Founding Fathers rebut Obama on redistribution of wealth


First Obama in a 2001 interview on Chicago Public Radio:

If you look at the victories and failures of the civil rights movement and its litigation strategy in the court. I think where it succeeded was to invest formal rights in previously dispossessed people, so that now I would have the right to vote. I would now be able to sit at the lunch counter and order as long as I could pay for it I’d be o.k. But, the Supreme Court never ventured into the issues of redistribution of wealth, and of more basic issues such as political and economic justice in society. To that extent, as radical as I think people try to characterize the Warren Court, it wasn’t that radical. It didn’t break free from the essential constraints that were placed by the founding fathers in the Constitution, at least as its been interpreted and Warren Court interpreted in the same way, that generally the Constitution is a charter of negative liberties. Says what the states can’t do to you. Says what the Federal government can’t do to you, but doesn’t say what the Federal government or State government must do on your behalf, and that hasn’t shifted and one of the, I think, tragedies of the civil rights movement was, um, because the civil rights movement became so court focused I think there was a tendancy to lose track of the political and community organizing and activities on the ground that are able to put together the actual coalition of powers through which you bring about redistributive change. In some ways we still suffer from that.  (from www.michellemalkin.com)

Now the Founding Fathers ( from  www.advocateoftherepublic.blogspot.com)

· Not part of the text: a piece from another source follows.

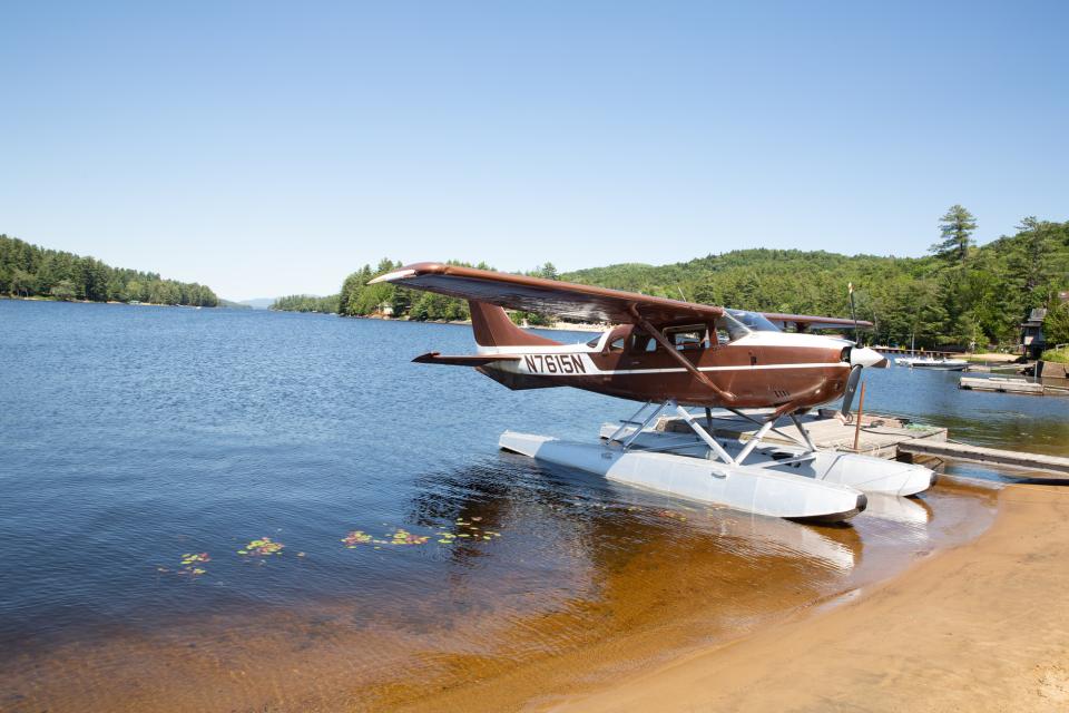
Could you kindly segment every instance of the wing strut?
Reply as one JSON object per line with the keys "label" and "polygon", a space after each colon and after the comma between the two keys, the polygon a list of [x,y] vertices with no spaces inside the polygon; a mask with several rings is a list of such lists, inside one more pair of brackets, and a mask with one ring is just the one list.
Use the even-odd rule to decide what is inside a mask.
{"label": "wing strut", "polygon": [[660,330],[658,330],[656,326],[650,324],[646,318],[639,314],[638,310],[636,310],[634,305],[631,305],[630,312],[631,312],[631,316],[635,318],[636,324],[638,324],[647,333],[649,333],[650,336],[657,340],[657,343],[664,346],[665,351],[671,354],[671,358],[678,361],[684,369],[686,369],[692,374],[694,374],[695,379],[704,383],[706,387],[708,387],[713,391],[713,393],[718,395],[725,406],[732,406],[733,403],[736,403],[738,401],[738,399],[735,397],[734,393],[732,393],[730,391],[725,391],[724,389],[720,389],[718,385],[713,383],[712,379],[709,379],[704,373],[702,373],[697,367],[695,367],[689,361],[687,361],[686,356],[684,356],[678,351],[676,351],[675,344],[669,342],[668,338],[660,333]]}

When the people find that they can vote themselves money, that will herald the end of the republic.”
-Benjamin Franklin

“To take from one, because it is thought his own industry and that of his fathers has acquired too much, in order to spare to others, who, or whose fathers, have not exercised equal industry and skill, is to violate arbitrarily the first principle of association, the guarantee to everyone the free exercise of his industry and the fruits acquired by it.”
-Thomas Jefferson, letter to Joseph Milligan, April 6, 1816

“A wise and frugal government … shall restrain men from injuring one another, shall leave them otherwise free to regulate their own pursuits of industry and improvement, and shall not take from the mouth of labor the bread it has earned. This is the sum of good government.”
-Thomas Jefferson, First Inaugural Address, March 4, 1801

“Congress has not unlimited powers to provide for the general welfare, but only those specifically enumerated.”
-Thomas Jefferson

“The moment the idea is admitted into society that property is not as sacred as the laws of God, and that there is not a force of law and public justice to protect it, anarchy and tyranny commence. If ‘Thou shalt not covet’ and ‘Thou shalt not steal’ were not commandments of Heaven, they must be made inviolable precepts in every society before it can be civilized or made free.”
-John Adams, A Defense of the Constitutions of Government of the United States of America, 1787

“I cannot undertake to lay my finger on that article of the Constitution which granted a right to Congress of expending, on objects of benevolence, the money of their constituents.”    James Madison, 4 annals of Congress

“…[T]he government of the United States is a definite government, confined to specified objects. It is not like the state governments, whose powers are more general. Charity is no part of the legislative duty of the government.”
-James Madison

“I am for doing good to the poor, but I differ in opinion of the means. I think the best way doing good to the poor, is not making them easy in poverty, but leading or driving them out of it.”
-Benjamin Franklin

“The Constitution only gives people the right to pursue happiness. You have to catch it yourself.”
-Benjamin Franklin

 

Now some of these guys were slave owners,  so it may be tempting to dismiss them. But they spoke up  passionately  against the redistribution of wealth.  These were men who risked life and limb to resist British tyranny. They were not mere hypocritical fat cats. They saw the British monarchy ‘redistribute’ wealth to itself  from the  Americans. This issue mattered a great deal to them. It was no small thing then, and it isn’t now.